Ugly Truth, Beautiful Discovery

There is nothing like being in the presence of God.  As I pour out to him, the rest of the world fades away.  And there it is.  Everything I’ve worked so hard to hide from others is right there, front and center.  My pain, my guilt, rejection, low self esteem, my fears, all staring at me.  I don’t want to see, feel, or admit any of it.  Yes, that’s me.  I did it.  Yes, that’s me.  “It” happened to me.  I’m totally ashamed and embarrassed to own up to the fact that I experienced even the tiniest part of the enormous truth that stares me down. That’s me. THAT WAS ME.  

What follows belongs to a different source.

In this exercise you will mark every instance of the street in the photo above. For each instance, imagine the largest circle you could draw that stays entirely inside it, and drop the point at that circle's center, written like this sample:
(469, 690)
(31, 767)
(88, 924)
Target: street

Beautiful Discovery.  I had to.  That’s where my healing is.  That’s where your healing is.  In the ugly truth of your past, pain, and shame is where your blessing is.  

There is always something so amazing about being in the presence of my Heavenly Father.  See, when I was alone, in my thoughts, I replayed and relived situations I experienced.  The torment, the agony, the emotions, all of it came rushing back.  I hated it.  I hated me.  I hated how I allowed it to define and change me.   BUT GOD!  When God showed me those same situations, he let me feel the pain for a brief moment.  Yes, God gave me a virtual tour of my past.  As he showed me my wounds, I cried out to him.  Tears flooding my face, and wetting my shirt before falling to the floor.  I offered myself.  My heart, my tears,  all of what I felt, to him. Overwhelmed like never before,  I wanted to run, but I couldn’t.  This was necessary for my growth.

 What happened in that moment?  Why would he take me back to those places?  

Because in the midst of ugly truth’s, there is a beautiful discovery.  So raw. So untouched.  So unrecognizable.   As I went through the memories, God held my hand.  I felt his arms wrap around me so tight, so warm, and loving.  I felt the pain, a brief sting, and then it was gone.  That was the beauty that I discovered.  He showed me that I was not at all what  I thought I was.  You  are not at all what you think you are.  NO SHAME, NO GUILT, NO FEAR, NO EMBARRASSMENT, NO FAILURE. NO CONFUSION.  

 Beautiful Discovery.  He allowed me to revisit those places so he could show me where he was in each of them.  He touched me where my pain was, and took it away.  It was necessary for me to feel that pain again so that I could feel the difference when he erased it , made me whole, and replaced it with his love.

 I wanted so much to never think about any of it, but my healing, my deliverance, is not was not just for me.  I now know that what I went through was so that I can write, tell, and encourage you to let God show you your ugly truth.  We don’t have to hide behind our past, because we can stand on the promises, truth, and love of our Heavenly Father.  He wants to use you, your past, your pain and turn it into a work of art.  Yes, you are a work of art.  His masterpiece. As he shows you these things, he removes them and draws something in it’s place (he did create the heavens and the earth.  That makes him THE GREATEST ARTIST THERE IS AND PROVES THAT THERE IS NOBODY GREATER THAN HE).  Once he’s finished, how amazing it is that the work of our creator will be revealed in you for all the world to see?  

Beautiful Discovery.  I knew that the journey of giving my life to God wouldn’t be easy, but it is definitely worth it.  As painful and revealing as it can be, it is without a doubt the most beautifully  eye opening walk I’ve ever taken and there is nothing that I would change about it.

 As I go deeper within myself, I pray that you are encouraged and strengthened and that your faith and hope in God remains and increases with each step that you take with him.  I pray that you allow him to show you his love and that as you experience it, that you let him touch and heal the places you may be hurting.  I pray that in the midst of your ugly truth’s, that you find the most beautiful discovery.  YOU.